Feel pretty lonely. Trying to figure out if I’m needy or insecure or being unreasonable. Or is this what marriage is ?

13 comments
  1. It’s not normal to spend all your fun free time playing golf and neglecting your spouse.

    Our workdays don’t look too different from yours, but we both look forward to spending our free time together. We see bands, go to museums, go for walks…simple stuff. But together.

  2. Yikes, sorry you’re going through this. Your husband is taking you for granted and you two don’t seem to have an actual romantic relationship. A wife probably should leave if their husband is this checked out and indifferent

  3. No it’s not supposed to be like that…

    I for one play video games after I come from office to relax for like an hour, then have dinner…

    But after that for next hour, hour and half I am just with my wife talking, discussing, watching a movie etc…

    I realised what I was doing (exactly as your SO) was not good for relationship…

    Relationship needs time as it’s fertilizer for it to grow stronger…

  4. You said before you make the biggest decision, I assume that means divorce or separation? Have you tried to discuss this with him? It sounds like you two are just two passing ships and sometimes that can happen, but has there been any attempt to resolve this?

  5. how long have you married? how long has this been the norm? have you tried to talking already about it? have both of you made to steps to reconnect?

    some weeks this is normal for us, if its a busy week etc or my husband is working away. but for the most part we always leave with a kiss, hug and i love you. and we talk about our day.

    the amount of time your husband is spending away from home is not ok, his priority should be you and your marriage

  6. Next time he said I was being childish I would reply “I may be but I’m about to be childish while single”

    How he is treating you is not right.. he only cares about his wants and gives 0% about yours…

  7. I would make a bi business talk rule.
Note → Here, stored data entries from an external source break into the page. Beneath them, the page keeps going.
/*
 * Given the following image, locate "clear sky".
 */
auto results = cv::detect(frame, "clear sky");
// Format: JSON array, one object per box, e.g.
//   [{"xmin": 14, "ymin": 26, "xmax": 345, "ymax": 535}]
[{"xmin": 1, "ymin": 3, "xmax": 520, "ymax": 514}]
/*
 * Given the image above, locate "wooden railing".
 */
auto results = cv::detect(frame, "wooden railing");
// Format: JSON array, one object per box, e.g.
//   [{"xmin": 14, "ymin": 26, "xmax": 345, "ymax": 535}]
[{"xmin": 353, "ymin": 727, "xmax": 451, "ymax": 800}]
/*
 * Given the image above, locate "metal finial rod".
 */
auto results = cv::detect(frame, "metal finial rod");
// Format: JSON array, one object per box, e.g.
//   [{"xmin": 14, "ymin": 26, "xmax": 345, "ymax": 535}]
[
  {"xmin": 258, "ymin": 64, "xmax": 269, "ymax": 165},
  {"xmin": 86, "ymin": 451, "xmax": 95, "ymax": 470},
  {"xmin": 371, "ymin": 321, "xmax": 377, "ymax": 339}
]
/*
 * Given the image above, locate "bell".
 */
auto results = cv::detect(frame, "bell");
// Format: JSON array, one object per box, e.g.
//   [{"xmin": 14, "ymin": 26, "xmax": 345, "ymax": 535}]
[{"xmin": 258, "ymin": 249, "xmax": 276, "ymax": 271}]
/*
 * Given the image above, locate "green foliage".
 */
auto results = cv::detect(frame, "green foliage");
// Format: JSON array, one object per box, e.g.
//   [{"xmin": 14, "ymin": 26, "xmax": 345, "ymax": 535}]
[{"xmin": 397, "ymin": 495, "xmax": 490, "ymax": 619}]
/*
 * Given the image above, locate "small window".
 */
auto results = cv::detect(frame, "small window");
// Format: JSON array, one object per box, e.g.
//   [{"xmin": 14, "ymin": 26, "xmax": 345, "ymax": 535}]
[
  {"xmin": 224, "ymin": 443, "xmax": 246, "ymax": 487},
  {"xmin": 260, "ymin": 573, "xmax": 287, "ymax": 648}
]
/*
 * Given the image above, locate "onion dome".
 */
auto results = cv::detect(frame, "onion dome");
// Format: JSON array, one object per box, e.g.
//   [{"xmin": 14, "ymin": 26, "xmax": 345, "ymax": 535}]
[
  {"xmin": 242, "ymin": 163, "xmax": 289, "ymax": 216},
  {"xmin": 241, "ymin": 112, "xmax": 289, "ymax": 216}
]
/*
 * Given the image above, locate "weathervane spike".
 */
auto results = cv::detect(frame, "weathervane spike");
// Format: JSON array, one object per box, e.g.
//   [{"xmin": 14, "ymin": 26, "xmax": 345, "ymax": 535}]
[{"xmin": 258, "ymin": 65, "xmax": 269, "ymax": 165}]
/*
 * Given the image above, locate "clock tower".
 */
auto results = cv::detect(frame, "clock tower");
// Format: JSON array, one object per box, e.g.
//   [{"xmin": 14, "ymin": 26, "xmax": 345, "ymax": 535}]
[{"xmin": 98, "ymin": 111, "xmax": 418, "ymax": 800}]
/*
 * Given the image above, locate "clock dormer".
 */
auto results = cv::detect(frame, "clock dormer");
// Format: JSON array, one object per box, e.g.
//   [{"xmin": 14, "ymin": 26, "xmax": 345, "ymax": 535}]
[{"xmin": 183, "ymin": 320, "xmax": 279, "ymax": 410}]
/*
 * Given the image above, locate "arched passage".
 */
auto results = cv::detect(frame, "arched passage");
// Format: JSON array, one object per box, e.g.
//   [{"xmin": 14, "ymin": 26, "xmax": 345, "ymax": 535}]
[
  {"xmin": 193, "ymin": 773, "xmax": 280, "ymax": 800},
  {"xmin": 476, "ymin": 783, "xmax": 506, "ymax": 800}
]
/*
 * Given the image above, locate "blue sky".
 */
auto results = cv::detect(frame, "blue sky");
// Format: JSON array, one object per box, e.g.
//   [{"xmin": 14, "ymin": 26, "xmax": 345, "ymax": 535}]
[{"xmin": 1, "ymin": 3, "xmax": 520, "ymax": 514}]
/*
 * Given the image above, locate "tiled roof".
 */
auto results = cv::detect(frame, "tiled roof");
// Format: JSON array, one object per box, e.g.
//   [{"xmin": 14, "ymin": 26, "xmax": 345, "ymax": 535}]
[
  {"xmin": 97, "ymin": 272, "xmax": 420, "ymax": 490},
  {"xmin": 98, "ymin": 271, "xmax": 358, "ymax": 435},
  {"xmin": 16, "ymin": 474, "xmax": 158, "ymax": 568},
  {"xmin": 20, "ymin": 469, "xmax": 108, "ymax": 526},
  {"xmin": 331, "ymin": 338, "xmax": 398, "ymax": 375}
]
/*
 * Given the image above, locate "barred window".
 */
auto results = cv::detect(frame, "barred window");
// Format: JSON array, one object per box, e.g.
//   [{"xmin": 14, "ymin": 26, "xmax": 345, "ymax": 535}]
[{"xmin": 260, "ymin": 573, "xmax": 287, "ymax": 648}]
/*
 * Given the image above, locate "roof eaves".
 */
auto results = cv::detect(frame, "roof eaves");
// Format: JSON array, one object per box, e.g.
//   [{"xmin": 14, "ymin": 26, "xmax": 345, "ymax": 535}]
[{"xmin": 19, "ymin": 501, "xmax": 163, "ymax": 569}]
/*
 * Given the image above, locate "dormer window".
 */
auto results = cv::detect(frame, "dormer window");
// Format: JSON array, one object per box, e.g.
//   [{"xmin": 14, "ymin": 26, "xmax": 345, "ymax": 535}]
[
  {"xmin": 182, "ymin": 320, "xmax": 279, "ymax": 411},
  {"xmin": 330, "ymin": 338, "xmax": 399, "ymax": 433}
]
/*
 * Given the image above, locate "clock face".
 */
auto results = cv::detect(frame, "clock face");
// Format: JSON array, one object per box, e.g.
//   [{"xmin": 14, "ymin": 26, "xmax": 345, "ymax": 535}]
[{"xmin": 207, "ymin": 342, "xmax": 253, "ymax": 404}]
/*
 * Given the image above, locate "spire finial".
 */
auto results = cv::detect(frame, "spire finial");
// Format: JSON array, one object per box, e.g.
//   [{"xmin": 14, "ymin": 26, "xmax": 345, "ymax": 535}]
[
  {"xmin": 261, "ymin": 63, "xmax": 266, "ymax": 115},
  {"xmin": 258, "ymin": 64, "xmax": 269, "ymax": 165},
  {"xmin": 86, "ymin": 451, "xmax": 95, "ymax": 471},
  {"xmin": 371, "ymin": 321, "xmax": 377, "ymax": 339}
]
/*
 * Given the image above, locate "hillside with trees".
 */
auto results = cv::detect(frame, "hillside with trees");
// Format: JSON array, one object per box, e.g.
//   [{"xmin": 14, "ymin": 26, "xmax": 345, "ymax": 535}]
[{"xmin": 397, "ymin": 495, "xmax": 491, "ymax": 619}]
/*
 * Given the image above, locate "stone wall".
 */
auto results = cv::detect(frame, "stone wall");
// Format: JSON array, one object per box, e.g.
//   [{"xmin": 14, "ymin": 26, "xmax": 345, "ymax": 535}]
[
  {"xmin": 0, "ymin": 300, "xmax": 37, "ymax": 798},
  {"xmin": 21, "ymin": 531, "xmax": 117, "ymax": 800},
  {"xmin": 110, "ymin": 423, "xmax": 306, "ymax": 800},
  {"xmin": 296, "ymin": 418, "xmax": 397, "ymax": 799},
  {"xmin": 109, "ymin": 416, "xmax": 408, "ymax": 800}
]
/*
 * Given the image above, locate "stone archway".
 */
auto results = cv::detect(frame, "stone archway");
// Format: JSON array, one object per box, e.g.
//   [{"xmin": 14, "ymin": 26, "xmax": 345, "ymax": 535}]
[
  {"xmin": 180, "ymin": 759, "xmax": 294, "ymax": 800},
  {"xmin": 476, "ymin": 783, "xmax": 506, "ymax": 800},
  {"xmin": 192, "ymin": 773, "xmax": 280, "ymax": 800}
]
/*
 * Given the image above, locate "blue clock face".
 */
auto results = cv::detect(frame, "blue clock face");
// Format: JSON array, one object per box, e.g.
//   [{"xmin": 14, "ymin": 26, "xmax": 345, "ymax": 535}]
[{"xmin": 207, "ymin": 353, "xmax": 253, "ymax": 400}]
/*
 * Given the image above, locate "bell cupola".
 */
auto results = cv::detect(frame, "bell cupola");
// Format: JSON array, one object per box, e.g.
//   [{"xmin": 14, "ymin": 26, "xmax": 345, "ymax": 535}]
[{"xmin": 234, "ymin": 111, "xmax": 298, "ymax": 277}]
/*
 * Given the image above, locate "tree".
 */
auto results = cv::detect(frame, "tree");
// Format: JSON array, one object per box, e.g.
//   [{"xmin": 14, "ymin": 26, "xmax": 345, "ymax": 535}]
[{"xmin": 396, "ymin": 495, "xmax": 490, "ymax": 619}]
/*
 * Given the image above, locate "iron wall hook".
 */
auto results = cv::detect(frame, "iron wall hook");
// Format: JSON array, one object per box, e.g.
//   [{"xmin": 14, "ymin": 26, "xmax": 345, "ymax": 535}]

Like after work, no business talk. You gotta talk about something else and while I’m all for having “me” time, he’s having an outrageous amount of it when he could be taking some of that to spend with you.

    My husband goes to class all day and I work. We come home and talk about our days but there’s so many cute texts, hugs, kisses and flirting throughout the day I couldn’t imagine not having that.

  8. I live that daily, I had a business with my spouse and became coworkers not partners. I do my own thing I have tried to do things together , not interested or just a jerk.in public. He would rather golf than family functions. Worst was today I lost it. Family function. I drove and everyone took off and left me. ( We were already parked and walking into a venue). No seat saved. No. One waited. I was at the event for 30 plus min before anyone noticed.

    I told people why I was pissed. No apologies.

    I hope AP you have a better experience than I have. Try making plans together tell him how you feel like an employee not a wife. I wish you better luck than myself.

  9. Oh dear , was he always like this or is it after kids? Intimacy also lies in finer things like good morning hugs, cuddling, holding hands, emotional support etc. This is definitely not normal. And I’m not surprised your liking the outside attention coz clearly there’s a lack of it from your husband who should be giving you that!

  10. Golfing with friends 3-4 days per week??
    Can he sub one of those days to hang with you or for you two to do something you or you both enjoy? Could you be included if you wanted to golf also?